The straighter the line, the more “normal” the errors are. They look decent.

Residuals plot#

Another assumption in our GP model is that the noise is homoscedastic—i.e., the same across all input/output values. We can check this assumption by plotting the error against the model prediction. This is called a residual plot. (Note that residuals is just another name for the errors.)

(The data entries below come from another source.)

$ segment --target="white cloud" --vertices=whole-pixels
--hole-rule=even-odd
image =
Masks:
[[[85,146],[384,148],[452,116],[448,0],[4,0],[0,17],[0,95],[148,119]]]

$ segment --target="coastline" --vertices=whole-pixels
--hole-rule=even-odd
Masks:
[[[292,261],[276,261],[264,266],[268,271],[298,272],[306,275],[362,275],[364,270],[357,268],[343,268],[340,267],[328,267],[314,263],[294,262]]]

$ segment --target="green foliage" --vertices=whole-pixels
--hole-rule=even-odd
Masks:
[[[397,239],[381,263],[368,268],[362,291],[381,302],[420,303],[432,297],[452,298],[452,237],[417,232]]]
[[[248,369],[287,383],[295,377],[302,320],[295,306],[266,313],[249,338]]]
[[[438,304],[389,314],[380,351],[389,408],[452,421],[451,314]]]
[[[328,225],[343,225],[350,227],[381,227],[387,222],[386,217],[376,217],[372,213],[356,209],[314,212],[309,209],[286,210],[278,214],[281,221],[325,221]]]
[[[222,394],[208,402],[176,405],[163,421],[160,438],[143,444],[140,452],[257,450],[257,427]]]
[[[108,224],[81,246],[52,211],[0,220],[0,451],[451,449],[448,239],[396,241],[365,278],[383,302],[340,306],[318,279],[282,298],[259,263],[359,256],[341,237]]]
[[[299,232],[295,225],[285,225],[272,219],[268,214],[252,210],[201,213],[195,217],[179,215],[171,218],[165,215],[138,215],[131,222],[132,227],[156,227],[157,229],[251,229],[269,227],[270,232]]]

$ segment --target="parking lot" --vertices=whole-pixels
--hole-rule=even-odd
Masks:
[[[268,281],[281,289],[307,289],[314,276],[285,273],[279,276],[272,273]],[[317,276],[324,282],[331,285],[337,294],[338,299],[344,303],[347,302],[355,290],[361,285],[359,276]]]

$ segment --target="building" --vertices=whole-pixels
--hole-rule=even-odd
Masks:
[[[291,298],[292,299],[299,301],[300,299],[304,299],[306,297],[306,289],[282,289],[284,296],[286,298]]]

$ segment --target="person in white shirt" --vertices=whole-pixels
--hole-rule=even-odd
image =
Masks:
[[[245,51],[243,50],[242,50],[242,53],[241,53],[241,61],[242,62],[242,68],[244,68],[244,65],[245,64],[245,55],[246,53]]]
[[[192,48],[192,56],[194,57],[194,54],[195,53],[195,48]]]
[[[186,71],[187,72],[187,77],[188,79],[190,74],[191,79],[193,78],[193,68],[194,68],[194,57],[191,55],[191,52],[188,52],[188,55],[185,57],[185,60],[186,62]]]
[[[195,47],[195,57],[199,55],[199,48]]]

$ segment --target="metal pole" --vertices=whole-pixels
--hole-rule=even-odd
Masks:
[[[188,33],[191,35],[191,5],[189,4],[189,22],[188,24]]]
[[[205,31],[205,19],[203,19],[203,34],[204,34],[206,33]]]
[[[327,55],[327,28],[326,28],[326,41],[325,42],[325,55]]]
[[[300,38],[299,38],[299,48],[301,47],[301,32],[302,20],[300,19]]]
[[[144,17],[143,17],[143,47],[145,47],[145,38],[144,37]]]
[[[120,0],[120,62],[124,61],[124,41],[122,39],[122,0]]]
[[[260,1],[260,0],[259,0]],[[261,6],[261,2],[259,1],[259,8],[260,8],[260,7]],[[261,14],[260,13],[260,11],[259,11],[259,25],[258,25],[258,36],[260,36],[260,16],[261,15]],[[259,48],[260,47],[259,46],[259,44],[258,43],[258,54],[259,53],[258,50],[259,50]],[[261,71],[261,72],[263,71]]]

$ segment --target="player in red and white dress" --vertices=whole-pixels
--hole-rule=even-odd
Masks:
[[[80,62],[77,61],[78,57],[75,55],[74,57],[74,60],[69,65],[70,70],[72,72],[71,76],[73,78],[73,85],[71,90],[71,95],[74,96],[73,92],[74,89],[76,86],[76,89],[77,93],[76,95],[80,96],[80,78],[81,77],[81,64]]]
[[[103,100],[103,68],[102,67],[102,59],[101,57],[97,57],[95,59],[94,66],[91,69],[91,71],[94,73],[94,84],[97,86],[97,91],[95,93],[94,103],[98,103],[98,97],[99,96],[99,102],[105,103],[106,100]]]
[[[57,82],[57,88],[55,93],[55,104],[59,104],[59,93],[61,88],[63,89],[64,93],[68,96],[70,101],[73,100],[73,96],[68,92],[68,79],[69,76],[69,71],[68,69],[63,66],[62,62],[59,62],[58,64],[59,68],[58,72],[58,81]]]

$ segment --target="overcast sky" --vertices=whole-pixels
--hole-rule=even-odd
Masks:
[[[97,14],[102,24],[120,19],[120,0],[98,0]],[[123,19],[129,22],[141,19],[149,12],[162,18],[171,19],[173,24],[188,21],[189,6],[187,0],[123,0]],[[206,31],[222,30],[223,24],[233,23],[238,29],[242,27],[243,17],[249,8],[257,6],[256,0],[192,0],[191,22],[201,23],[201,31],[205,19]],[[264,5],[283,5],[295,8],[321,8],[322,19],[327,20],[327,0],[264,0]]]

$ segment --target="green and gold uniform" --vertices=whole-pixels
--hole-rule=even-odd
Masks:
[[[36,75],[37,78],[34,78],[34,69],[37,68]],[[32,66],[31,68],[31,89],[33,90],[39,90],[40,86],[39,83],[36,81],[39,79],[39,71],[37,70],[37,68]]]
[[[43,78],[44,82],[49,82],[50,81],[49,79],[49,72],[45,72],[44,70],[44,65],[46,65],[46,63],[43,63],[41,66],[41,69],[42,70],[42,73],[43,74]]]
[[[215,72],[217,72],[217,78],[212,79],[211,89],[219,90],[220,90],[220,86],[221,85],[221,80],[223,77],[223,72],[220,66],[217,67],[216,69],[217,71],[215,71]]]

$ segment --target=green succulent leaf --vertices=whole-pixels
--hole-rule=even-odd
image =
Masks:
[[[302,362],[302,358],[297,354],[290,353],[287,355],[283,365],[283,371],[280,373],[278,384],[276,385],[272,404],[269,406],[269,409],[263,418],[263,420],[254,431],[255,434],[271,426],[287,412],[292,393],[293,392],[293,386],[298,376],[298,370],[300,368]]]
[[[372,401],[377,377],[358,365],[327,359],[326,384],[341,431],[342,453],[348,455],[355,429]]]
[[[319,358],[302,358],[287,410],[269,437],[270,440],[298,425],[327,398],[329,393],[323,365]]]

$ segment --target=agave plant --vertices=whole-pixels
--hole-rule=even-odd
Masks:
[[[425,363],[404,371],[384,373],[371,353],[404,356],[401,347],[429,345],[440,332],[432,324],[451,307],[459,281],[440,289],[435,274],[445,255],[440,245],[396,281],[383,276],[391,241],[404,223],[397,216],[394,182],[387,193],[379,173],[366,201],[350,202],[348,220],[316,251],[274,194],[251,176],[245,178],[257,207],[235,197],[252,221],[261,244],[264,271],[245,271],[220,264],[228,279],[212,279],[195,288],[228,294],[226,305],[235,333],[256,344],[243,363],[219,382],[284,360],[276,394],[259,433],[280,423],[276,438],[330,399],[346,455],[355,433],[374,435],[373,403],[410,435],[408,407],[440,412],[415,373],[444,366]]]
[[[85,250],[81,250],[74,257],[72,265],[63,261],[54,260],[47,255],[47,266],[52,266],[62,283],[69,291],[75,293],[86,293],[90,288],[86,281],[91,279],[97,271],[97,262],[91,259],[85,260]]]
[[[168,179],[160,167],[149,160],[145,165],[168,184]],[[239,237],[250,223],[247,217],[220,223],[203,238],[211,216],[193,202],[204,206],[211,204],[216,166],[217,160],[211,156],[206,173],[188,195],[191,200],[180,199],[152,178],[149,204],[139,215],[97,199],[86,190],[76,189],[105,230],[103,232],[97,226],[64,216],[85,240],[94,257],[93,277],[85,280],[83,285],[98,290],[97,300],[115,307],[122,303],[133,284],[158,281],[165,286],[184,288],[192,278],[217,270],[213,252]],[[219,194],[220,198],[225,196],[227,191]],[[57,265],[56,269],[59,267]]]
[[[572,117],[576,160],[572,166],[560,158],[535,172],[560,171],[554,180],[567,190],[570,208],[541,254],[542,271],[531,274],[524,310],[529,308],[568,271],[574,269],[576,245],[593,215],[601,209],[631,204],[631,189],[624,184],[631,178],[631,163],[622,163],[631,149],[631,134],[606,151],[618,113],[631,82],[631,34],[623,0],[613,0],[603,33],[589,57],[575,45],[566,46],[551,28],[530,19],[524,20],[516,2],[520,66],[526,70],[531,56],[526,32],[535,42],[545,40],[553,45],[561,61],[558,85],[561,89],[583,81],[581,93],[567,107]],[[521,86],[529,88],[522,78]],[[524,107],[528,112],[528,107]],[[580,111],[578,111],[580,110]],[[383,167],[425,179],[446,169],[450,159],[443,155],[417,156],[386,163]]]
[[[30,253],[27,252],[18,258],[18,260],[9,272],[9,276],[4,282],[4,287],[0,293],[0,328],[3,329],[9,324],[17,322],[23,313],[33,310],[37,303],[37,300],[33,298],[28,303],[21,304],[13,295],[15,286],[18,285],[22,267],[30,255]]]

../../_images/0ac37f25496e62e8777237f221f74bcaec0f118fb36b1abcfe97a40290c9810a.svg

The variance in the errors seems to change with the output value. Similar to the parity plots, this basically tells us that the GP fit is somewhat off and we may need more training data. (Whether we actually use more data depends, of course, on how accurate we need our surrogate to be.)

Sensitivity analysis with surrogate#

Now that we have a trained and tested surrogate, there are many useful things we can do with it. As in the neural network surrogate hands-on activity, we’ll demonstrate using the surrogate to do Sobol sensitivity analysis.

Now, let’s create bounds for the inputs (based on physical intuition and/or literature values):

import SALib.sample.sobol as sobol
import SALib.analyze.sobol as analyze_sobol

input_bounds_dict = {
    'viscosity_cP': [1.0, 20.0],
    'fill_volume_mL': [1.0, 1.05],
    'air_gap_height_mm': [4.0, 5.0],
    'needle_length_mm': [8.0, 15.9],
    'needle_diameter_mm': [0.133, 0.21],
    'spring_force_N': [18.0, 36.0],
    'spring_constant_N_per_mm': [150.0, 250.0],
    'kappa5': [0.0, 3.0],
    'kappa6': [0.0, 4.0],
    'kappa7': [0.0, 0.1]
}
input_bounds = np.array([[input_bounds_dict[i][0], input_bounds_dict[i][1]] for i in INPUT_NAMES])
print('The input bounds are:\n', input_bounds)

The input bounds are:
 [[1.00e+00 2.00e+01]
 [1.00e+00 1.05e+00]
 [4.00e+00 5.00e+00]
 [8.00e+00 1.59e+01]
 [1.33e-01 2.10e-01]
 [1.80e+01 3.60e+01]
 [1.50e+02 2.50e+02]
 [0.00e+00 3.00e+00]
 [0.00e+00 4.00e+00]
 [0.00e+00 1.00e-01]]

Next, we create Sobol samples of the inputs and pass them through the surrogate:

problem = {
    'num_vars': len(INPUT_NAMES),
    'names': INPUT_NAMES,
    'bounds': input_bounds
}

# The number of samples to generate (should be a power of 2).
N = 512

# Generate the samples.
sobol_samples = sobol.sample(problem, N, calc_second_order=False)

# Evaluate the surrogate model at the Sobol samples.
sobol_outputs = surrogate(sobol_samples)

Finally, we calculate and plot the Sobol indices:

sobol_indices = {}
for i, o_name in enumerate(OUTPUT_NAMES):
    sobol_indices[o_name] = analyze_sobol.analyze(problem, sobol_outputs[:, i], calc_second_order=False, print_to_console=False)

../../_images/cbccde0c6db311763aa29e1735abff48b7e41cda1f479d346636ef9fbe5e2b84.svg

Excellent! We now know to which inputs the outputs are most sensitive. For example, we can see that the injection time is very sensitive to the drug viscosity and needle diameter, somewhat sensitive to needle length and injector spring force, and not sensitive to any other inputs. This information can be used, for example, to further study and understand the physics behind the model, or to investigate how identifiable each parameter is given an experimental dataset.

Remember that sensitivity analysis would not have been feasible without a surrogate model—the true physical model was just too expensive. With a surrogate however, we can do sensitivity analysis, design optimization, uncertainty quantification, etc. all at a reasonable computational cost.